Nachdem er der Region einen ersten Besuch abgestattet, Interviewpartner gefunden und ein für einen Dokumentarfilm ungewöhnlich umfangreiches Drehbuch von 90 Seiten ausgearbeitet hatte, ging Mucha auf die Suche nach Geldgebern und Förderern. Als er die Finanzierung gesichert und nach Kolyma zum Filmen zurückfahren konnte, musste er feststellen, dass 70% seiner ausgewählten Gesprächspartner den überaus strengen Winter zuvor nicht überlebt hatten. So musste er die meisten Protagonisten für seinen Film neu zusammensuchen. Die Temperaturen vor Ort machten natürlich auch Muchas kleinem Filmteam zu schaffen: „Im Winter hatten wir im schlimmsten Fall -65° Celsius, im Sommer hingegen bis zu +40° Celsius. Hinzu kommen der Nebel und der Staub vor Ort, die einen zu einem ständigen Kampf mit der Materie und der Sauberkeit zwingen. Da bleibt kaum Zeit, um vor Ort einzelne Kameraeinstellungen zu diskutieren“, erläuterte Stanisław Mucha. Sein Chefkameramann Enno Endlicher, der ebenfalls in Köln Rede und Antwort stand, war deswegen ganz froh, dass „Rhythmus und Flow des Films bereits im Drehbuch vorgegeben waren“. Für ihn bestand die größte Herausforderung darin, sein Equipment am Laufen zu halten. Die Kamera musste gefettet und deren Akkus mit Heat Packs extra beheizt werden, damit sie in der Eiseskälte überhaupt funktionierten. Die Protagonisten des Films, die das Publikum zu so manchem Schmunzler oder herzhaften Lacher verleiten, haben Mucha und sein Team beim Drehen nicht ein einziges Mal zum Lachen gebracht. Den Humor der Szenen erkannte der Filmemacher dann erst später im Schnittraum, wo er die makabre Einstellung der Einwohner als deren Selbstschutzmechanismus erkannte.

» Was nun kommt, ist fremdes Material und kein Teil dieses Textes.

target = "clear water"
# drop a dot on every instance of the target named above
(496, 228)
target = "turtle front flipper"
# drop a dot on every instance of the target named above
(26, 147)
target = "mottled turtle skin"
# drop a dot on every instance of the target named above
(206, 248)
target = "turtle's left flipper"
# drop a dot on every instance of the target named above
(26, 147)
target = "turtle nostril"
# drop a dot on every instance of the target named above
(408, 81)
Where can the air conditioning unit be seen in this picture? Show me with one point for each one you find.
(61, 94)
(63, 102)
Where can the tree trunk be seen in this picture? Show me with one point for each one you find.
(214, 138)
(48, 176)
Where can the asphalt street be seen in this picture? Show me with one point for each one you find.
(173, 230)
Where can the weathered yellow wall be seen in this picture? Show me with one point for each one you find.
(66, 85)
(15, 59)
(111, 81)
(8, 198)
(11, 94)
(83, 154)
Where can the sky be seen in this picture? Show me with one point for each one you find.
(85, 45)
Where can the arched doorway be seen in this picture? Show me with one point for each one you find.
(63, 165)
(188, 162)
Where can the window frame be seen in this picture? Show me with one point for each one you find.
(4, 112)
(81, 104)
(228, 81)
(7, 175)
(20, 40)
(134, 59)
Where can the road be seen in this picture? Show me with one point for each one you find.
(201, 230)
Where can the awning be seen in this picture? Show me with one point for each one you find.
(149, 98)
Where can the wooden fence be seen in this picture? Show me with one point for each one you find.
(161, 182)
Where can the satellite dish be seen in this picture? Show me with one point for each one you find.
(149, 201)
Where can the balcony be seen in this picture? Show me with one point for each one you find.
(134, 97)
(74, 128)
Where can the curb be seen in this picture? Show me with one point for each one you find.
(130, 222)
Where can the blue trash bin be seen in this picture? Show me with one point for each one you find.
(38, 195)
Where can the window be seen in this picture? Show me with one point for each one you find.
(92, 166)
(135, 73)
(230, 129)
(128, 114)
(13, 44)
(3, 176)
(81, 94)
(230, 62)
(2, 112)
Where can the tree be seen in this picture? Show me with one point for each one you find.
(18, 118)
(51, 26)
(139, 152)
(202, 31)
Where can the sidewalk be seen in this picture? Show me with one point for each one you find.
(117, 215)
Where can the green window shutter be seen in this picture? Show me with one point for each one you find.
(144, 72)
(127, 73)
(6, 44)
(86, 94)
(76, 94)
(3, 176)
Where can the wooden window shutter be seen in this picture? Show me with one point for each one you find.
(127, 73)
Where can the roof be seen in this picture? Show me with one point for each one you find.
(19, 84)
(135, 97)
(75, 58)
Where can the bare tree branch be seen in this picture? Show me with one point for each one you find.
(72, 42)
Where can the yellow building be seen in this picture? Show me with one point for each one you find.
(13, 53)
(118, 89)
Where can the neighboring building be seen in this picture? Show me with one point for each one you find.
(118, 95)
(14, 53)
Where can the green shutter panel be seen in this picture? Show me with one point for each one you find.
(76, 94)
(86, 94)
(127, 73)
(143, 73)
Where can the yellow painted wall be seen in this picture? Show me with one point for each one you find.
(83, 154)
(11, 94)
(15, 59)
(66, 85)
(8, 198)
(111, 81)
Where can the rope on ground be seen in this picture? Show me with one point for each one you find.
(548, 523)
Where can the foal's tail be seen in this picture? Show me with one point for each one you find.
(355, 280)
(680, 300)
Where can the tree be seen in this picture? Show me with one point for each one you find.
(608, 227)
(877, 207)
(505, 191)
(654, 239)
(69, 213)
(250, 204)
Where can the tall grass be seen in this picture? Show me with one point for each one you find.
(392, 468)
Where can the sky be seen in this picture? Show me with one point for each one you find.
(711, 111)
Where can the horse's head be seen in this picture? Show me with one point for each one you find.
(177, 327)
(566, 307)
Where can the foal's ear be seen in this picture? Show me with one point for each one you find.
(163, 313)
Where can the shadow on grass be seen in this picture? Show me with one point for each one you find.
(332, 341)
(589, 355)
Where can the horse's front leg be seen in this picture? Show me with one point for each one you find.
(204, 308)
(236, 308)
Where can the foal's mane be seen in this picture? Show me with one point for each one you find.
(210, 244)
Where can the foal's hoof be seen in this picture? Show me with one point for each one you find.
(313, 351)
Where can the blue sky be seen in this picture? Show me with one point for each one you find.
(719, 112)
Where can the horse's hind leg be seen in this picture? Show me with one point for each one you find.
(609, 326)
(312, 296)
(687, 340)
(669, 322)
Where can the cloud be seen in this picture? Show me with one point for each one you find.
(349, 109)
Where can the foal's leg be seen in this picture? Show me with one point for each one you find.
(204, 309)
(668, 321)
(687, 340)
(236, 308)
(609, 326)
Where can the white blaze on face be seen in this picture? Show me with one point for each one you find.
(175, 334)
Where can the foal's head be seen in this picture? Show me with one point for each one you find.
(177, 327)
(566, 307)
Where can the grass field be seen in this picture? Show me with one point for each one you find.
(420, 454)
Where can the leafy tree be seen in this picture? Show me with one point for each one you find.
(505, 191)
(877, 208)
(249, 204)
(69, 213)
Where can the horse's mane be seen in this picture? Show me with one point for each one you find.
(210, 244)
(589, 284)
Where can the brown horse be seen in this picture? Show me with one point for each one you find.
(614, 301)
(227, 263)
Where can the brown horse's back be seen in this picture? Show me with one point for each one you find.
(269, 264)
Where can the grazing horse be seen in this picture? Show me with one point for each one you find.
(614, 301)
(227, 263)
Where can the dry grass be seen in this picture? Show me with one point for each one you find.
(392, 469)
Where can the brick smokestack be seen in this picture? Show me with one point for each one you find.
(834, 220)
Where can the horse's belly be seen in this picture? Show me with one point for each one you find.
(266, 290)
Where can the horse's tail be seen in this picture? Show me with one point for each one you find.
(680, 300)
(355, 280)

Kolyma ist heute in erster Linie durch sein Edelmetallvorkommen bekannt. Jährlich werden dort mehrere hundert Tonnen Gold und Silber gefördert. Mucha vermutet, dass die zum Abbau eingesetzten Gifte (u.a. Quecksilber) dazu beitragen, dass viele der Anwohner dort langsam verrückt werden. Die Gegend sei mittlerweile ohnehin sehr dünn besiedelt, weswegen man schnell auf all die Paradiesvögel träfe, die seinen Film nun bevölkern. Mucha habe sich keine Gedanken darüber gemacht, ob diese einen repräsentativen Querschnitt des Ortes abgeben, seiner Meinung nach ist Kolyma einfach ein eigener Planet voller skurriler Figuren. Mucha und sein Team seien von den rund zehnwöchigen Dreharbeiten ebenfalls „gestört“ zurückgekommen. „Die fehlenden Farben im Winter, der allgegenwärtige Staub und eine Kompassnadel, die sich wild in sämtliche Richtungen bewegt – irgendetwas stimmt einfach nicht mit dieser Gegend“, sagte der Regisseur in der Filmpalette. Die Schaukel auf dem Foto in der Berliner Ausstellung fand Mucha für seinen Film dann tatsächlich auch noch. „Wenn ich sie nicht gefunden hätte, hätte ich sie selbst gebaut“, witzelte er beim Filmgespräch. Ab dem 21. Juni ist „Kolyma“ nun regulär in den Kinos zu sehen und wird im Rahmen der Kölner Kino Nächte Mitte Juli auch noch im Weißhauskino gezeigt.